Lorsque cette première famille recomposée rejoint la cellule enfin réunie, plane dans la maison les rires des enfants de la sœur de Ryôta et l’absence du père, réfugié à l’ombre d’un cabinet médical désormais figé par le temps. Les mets se préparent alors comme des rites ancestraux, alors que les effluves d’encens s’échappent de la prière rendue au frère absent, mort prématurément par noyade alors qu’il secourait son prochain. Agissant comme un fantôme sur les pensées et les dires de chacun, le frère défunt est celui qui va nourrir les aspérités et exacerber les rancoeurs. On assiste alors à un ballet de masques dont les plaies brûlent encore les egos et créent la distance de rapports mal suturés. La mère qui déborde d’énergie aux fourneaux, laisse ainsi échapper les bribes des ces histoires familiales dévorées par le silence et les manigances. Tandis que le cercle se resserre inéluctablement, les cœurs semblent lutter avant de déballer les vestiges coupables du passé. C’est alors que la caméra de Kore-Eda découvre tour à tour les pièces de cette demeure, ainsi que les objets soigneusement conservés d’une histoire mal aguerrie.

Une rédaction écrite par l’enfant Ryôta où l’on découvre la fascination exercée par le modèle paternel, une chanson d’amour révélée au grand jour, du maïs frit dont l'odeur parvient à resouder le cercle, Kore-Eda collecte ces objets afin de mieux laisser transparaître la vérité des caractères.

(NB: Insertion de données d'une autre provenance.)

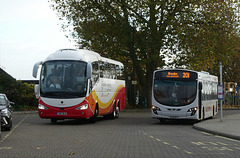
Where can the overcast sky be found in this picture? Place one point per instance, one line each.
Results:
(29, 32)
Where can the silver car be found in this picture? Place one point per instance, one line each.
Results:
(6, 112)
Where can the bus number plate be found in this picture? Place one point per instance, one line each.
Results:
(61, 113)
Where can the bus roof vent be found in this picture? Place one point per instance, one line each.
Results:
(204, 72)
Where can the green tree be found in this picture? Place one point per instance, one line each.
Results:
(138, 33)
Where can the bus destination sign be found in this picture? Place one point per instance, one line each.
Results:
(176, 74)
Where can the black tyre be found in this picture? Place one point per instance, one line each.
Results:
(53, 120)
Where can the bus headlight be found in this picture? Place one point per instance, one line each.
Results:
(192, 110)
(42, 107)
(82, 107)
(155, 109)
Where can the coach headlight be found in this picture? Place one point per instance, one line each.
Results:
(82, 107)
(192, 110)
(155, 109)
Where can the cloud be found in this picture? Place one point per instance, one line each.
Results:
(29, 33)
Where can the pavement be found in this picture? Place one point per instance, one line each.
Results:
(228, 127)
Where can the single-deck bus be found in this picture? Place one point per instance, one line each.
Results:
(78, 83)
(184, 94)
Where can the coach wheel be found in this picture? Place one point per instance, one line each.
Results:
(53, 120)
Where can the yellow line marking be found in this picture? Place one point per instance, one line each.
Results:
(234, 140)
(5, 148)
(222, 143)
(166, 143)
(13, 129)
(151, 136)
(176, 147)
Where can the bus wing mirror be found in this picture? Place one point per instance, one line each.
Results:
(35, 69)
(36, 91)
(89, 71)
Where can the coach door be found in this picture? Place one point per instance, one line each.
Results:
(200, 99)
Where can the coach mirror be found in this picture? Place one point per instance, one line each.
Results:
(35, 69)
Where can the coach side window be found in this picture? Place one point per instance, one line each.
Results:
(95, 72)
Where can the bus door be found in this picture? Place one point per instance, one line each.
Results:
(200, 99)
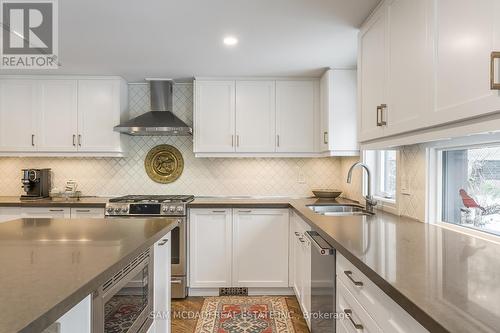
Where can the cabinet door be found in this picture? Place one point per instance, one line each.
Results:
(85, 213)
(214, 116)
(58, 115)
(18, 115)
(255, 116)
(260, 248)
(161, 303)
(409, 59)
(466, 34)
(210, 248)
(297, 117)
(371, 73)
(98, 112)
(43, 212)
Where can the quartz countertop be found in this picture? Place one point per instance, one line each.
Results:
(88, 202)
(447, 280)
(50, 265)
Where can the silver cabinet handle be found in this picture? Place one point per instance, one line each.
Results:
(494, 85)
(349, 276)
(357, 326)
(383, 116)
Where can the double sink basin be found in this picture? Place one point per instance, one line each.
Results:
(339, 210)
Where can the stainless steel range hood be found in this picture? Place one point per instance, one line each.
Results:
(160, 120)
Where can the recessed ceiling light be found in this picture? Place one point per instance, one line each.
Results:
(230, 40)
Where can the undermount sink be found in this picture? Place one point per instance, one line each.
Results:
(338, 210)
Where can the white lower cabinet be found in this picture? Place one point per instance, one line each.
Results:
(260, 247)
(370, 306)
(46, 212)
(301, 258)
(10, 213)
(238, 248)
(162, 293)
(210, 248)
(87, 213)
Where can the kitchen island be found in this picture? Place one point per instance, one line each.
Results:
(50, 265)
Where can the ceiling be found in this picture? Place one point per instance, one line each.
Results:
(183, 38)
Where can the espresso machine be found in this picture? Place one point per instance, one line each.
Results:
(36, 184)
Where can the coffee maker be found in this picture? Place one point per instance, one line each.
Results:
(36, 184)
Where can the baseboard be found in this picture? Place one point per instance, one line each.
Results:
(251, 292)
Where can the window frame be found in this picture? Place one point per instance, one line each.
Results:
(434, 192)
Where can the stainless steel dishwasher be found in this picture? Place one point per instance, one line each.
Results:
(322, 284)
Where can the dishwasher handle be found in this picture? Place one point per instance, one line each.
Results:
(319, 243)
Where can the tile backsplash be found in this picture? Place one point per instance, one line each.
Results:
(201, 176)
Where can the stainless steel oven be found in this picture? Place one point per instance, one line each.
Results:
(123, 303)
(170, 206)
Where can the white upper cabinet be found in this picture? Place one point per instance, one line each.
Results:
(409, 65)
(61, 115)
(98, 112)
(338, 113)
(214, 116)
(467, 32)
(297, 117)
(260, 247)
(58, 115)
(371, 73)
(18, 115)
(255, 116)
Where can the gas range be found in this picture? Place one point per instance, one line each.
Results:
(148, 205)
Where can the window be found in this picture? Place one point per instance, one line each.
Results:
(470, 185)
(384, 168)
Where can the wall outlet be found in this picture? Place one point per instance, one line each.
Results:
(301, 177)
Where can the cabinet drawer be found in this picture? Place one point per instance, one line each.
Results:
(388, 315)
(360, 320)
(77, 213)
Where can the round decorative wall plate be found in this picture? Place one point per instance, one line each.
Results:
(164, 164)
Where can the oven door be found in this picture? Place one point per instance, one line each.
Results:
(125, 301)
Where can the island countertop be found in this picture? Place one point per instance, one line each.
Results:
(447, 280)
(49, 265)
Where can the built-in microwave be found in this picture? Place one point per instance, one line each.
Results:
(124, 302)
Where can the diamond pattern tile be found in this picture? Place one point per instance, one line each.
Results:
(202, 176)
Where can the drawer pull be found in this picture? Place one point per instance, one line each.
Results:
(348, 313)
(494, 85)
(349, 276)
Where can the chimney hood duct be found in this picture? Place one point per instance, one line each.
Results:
(159, 121)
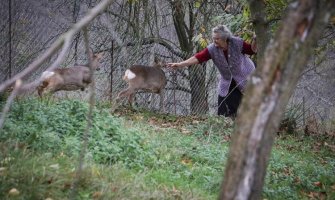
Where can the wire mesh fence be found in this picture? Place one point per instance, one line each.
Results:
(28, 28)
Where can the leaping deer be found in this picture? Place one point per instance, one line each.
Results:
(148, 78)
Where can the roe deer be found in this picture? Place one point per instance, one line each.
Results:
(148, 78)
(71, 78)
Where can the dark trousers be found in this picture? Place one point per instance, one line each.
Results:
(229, 104)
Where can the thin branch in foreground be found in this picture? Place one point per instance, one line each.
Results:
(89, 118)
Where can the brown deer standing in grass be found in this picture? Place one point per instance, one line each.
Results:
(71, 78)
(147, 78)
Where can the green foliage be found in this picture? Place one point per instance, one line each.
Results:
(141, 156)
(58, 127)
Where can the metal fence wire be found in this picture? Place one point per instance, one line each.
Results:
(27, 28)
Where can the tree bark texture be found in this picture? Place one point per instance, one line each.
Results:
(268, 93)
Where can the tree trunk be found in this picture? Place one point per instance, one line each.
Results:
(267, 95)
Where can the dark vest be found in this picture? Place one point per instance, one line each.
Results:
(238, 67)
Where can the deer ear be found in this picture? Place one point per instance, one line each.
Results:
(99, 55)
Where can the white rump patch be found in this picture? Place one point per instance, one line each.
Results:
(47, 74)
(129, 74)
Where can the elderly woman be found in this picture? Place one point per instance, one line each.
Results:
(228, 55)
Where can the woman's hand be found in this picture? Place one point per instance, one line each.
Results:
(174, 65)
(191, 61)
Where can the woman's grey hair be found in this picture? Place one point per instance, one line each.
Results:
(223, 31)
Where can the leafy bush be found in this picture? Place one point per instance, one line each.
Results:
(58, 127)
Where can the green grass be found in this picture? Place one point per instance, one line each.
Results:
(142, 155)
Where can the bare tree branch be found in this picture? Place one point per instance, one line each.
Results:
(63, 40)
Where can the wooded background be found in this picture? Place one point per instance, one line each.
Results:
(134, 32)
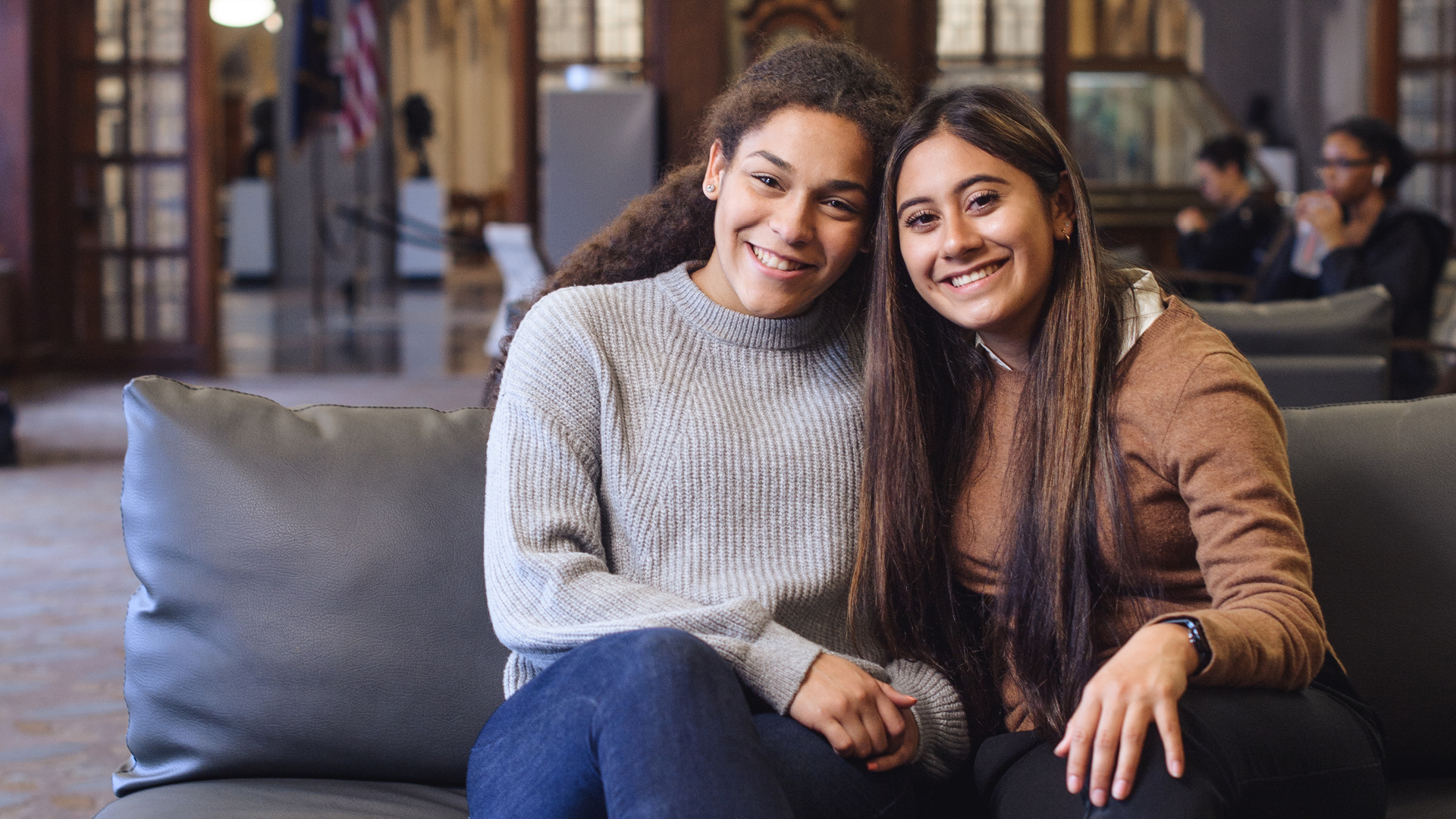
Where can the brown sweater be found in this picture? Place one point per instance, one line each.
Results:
(1212, 507)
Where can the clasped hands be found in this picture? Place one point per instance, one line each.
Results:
(1141, 686)
(859, 716)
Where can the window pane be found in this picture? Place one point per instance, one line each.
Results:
(169, 284)
(159, 205)
(158, 30)
(1419, 126)
(619, 30)
(563, 30)
(1018, 28)
(114, 206)
(114, 299)
(140, 295)
(1427, 28)
(159, 112)
(109, 46)
(962, 30)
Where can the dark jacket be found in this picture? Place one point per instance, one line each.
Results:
(1235, 242)
(1407, 253)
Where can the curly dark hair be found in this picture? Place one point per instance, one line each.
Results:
(674, 222)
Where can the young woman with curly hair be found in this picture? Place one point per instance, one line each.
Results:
(1078, 504)
(673, 472)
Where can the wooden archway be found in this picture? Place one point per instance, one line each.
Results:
(767, 22)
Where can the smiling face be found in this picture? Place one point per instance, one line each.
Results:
(792, 212)
(977, 238)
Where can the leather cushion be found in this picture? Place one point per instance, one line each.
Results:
(1423, 799)
(1376, 484)
(1348, 324)
(312, 595)
(1310, 381)
(290, 799)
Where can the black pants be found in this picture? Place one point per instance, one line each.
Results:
(1251, 754)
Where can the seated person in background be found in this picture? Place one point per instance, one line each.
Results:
(1356, 234)
(1238, 240)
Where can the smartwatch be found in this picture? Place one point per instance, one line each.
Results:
(1197, 639)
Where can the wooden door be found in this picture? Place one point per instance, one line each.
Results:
(124, 264)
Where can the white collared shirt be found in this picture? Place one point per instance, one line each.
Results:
(1141, 308)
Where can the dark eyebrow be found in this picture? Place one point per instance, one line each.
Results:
(965, 184)
(848, 186)
(835, 186)
(774, 159)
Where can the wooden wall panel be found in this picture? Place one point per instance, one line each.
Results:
(1385, 60)
(58, 196)
(525, 67)
(902, 33)
(15, 165)
(685, 55)
(202, 107)
(1056, 63)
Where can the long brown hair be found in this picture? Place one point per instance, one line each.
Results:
(925, 390)
(674, 222)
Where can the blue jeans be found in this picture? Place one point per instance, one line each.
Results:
(655, 725)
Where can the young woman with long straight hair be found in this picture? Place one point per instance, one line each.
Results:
(1078, 504)
(673, 471)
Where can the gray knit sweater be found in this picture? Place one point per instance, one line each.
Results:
(660, 461)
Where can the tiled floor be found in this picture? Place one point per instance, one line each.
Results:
(64, 577)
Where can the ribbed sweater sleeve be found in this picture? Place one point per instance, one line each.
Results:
(551, 586)
(601, 516)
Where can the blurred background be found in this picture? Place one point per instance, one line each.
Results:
(290, 197)
(235, 187)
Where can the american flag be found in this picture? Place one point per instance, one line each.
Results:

Ses plans pris au raz des tatamis témoignent alors d’une profonde observation et de cette acuité qui sait, lorsque l’écho des paroles le suggère, s’approcher et retenir des instants saisissants. Son point de vue accroche alors les rites d’une famille qui, de peur de voir se dévoiler les postures de chacun, se laisse aller à des marques de haine ; inconscientes ou non. Ainsi, l’arrivée du lourdaud et suintant jeune homme qui fut sauvé alors par le fils défunt provoque tout un flot de haine déversé à son encontre. La scène dévoile que la famille est prisonnière de son ressassement et reste incapable de s’ouvrir pour dépasser ce qui la ronge de l’intérieur.

Même si les lieux restent communs à tous et que la mort pétrit absolument la cellule familiale, Kore-Eda cerne bien l’idée qu’une famille ne se rapporte qu’à des facettes hétérogènes et extrêmement complexes à unifier. En concluant que ce sont bien les motifs de transmission et d’engendrement qui parviennent à accorder la respiration de ces notes dissemblables. Pour finalement en composer une partition unique en son genre mais à bien des égards universelle. Comme une histoire de papillons qui réalise le pont entre les générations et comme un défunt que l’on porte à jamais à l’intérieur de soi, Kore-Eda a fait de son histoire un bel ouvrage, et de sa culpabilité un exorcisme aux allures de vraie leçon de cinéma. Bien humain celui-là.